Quand elle en parle, elle n'est même plus très sûre qu'il soit sorti.

Elle envisageait alors assez bien qu'il fut le dernier. Rentière assise sur ses droits d'auteur, attendant les sonnants et trébuchants revivals en jouant sur TF1 dans "Camping Paradis". (Branchée, oui, mais populaire quand même aussi). Sauf qu'en 2007 déboule "Mariano". Mariano Beuve. Producteur. Producteur de rap, à la base. Une légende et un mythe. On lui doit les deux albums du Ministère Amer. Plus les découvertes de Doc Gynéco, Assia, G Squad ("Raide dingue de toi", c'était lui).

Il toque chez celle qu'il appelle "Princess"… Il veut faire un vrai disque, tu comprends… une bête de disque, avec une bête de vraie chanteuse. Il connaît la musique alors il trouve les mots justes.
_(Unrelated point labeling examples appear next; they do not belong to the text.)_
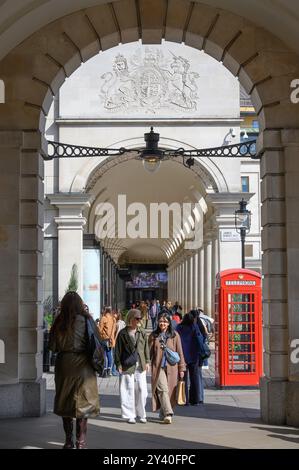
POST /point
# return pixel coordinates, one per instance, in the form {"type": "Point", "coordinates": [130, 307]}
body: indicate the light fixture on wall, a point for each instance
{"type": "Point", "coordinates": [151, 156]}
{"type": "Point", "coordinates": [242, 224]}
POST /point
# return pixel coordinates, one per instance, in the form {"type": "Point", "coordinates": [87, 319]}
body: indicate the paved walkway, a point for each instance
{"type": "Point", "coordinates": [228, 419]}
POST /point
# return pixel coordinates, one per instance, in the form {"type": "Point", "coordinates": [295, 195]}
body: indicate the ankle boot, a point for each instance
{"type": "Point", "coordinates": [81, 430]}
{"type": "Point", "coordinates": [68, 429]}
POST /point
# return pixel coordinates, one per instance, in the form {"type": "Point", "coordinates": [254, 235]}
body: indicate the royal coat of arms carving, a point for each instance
{"type": "Point", "coordinates": [150, 82]}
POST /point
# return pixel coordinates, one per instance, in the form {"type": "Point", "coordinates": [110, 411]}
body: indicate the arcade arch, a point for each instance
{"type": "Point", "coordinates": [34, 70]}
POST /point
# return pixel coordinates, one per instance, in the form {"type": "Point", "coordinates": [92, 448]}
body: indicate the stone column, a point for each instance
{"type": "Point", "coordinates": [201, 290]}
{"type": "Point", "coordinates": [225, 205]}
{"type": "Point", "coordinates": [215, 267]}
{"type": "Point", "coordinates": [274, 384]}
{"type": "Point", "coordinates": [180, 282]}
{"type": "Point", "coordinates": [190, 282]}
{"type": "Point", "coordinates": [195, 281]}
{"type": "Point", "coordinates": [70, 224]}
{"type": "Point", "coordinates": [22, 389]}
{"type": "Point", "coordinates": [207, 276]}
{"type": "Point", "coordinates": [186, 284]}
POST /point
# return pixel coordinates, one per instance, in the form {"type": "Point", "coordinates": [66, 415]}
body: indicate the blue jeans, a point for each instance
{"type": "Point", "coordinates": [108, 357]}
{"type": "Point", "coordinates": [193, 382]}
{"type": "Point", "coordinates": [154, 322]}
Deux ans ils vont travailler ensemble. Et puis au moment où le disque est presque prêt à sortir, Mariano casse sa pipe, tout seul, en pleine rue, au petit matin.

On fait quoi, là, fin 2009… ? On enterre Mariano. On pleure. On s'engueule avec des ayants droits qui comprennent rien. On se demande à quoi bon… Ça commence à coûter cher la musique si c'est comme ça… trouver une maison de disques pour reprendre le deal…? ouais, ouais, d'accord, ok pars devant, je te rejoins… faut que je respire un an ou deux, là… j'ai pas juste perdu un bon copain…À l'enterrement de Mariano, l'ingrat Hip-Hop n'était pas là. Y'avait juste G Squad, Jimi Sissokho, Stomy, Kenzy et puis Assia… et puis Khalil,
le frère d'Assia…

Khalil, qui connaît tout Stevie et tout Michael au vibrato près… qui a réalisé le disque d'or de sa soeur… un autre pour Julien Clerc… qui fit ses premiers pas devant des manettes, chez Mariano.
Ça leur a tous semblé évident tout de suite… Khalil seul pouvait reprendre avec Princess Erika le boulot de Mariano. Et l'amener là où Mariano aurait rêvé qu'il soit. Variété stylée bien arrangée aux accents tantôt rock tantôt reggae.


Le disque aurait aussi pu s'appeler comme ça : chez Mariano.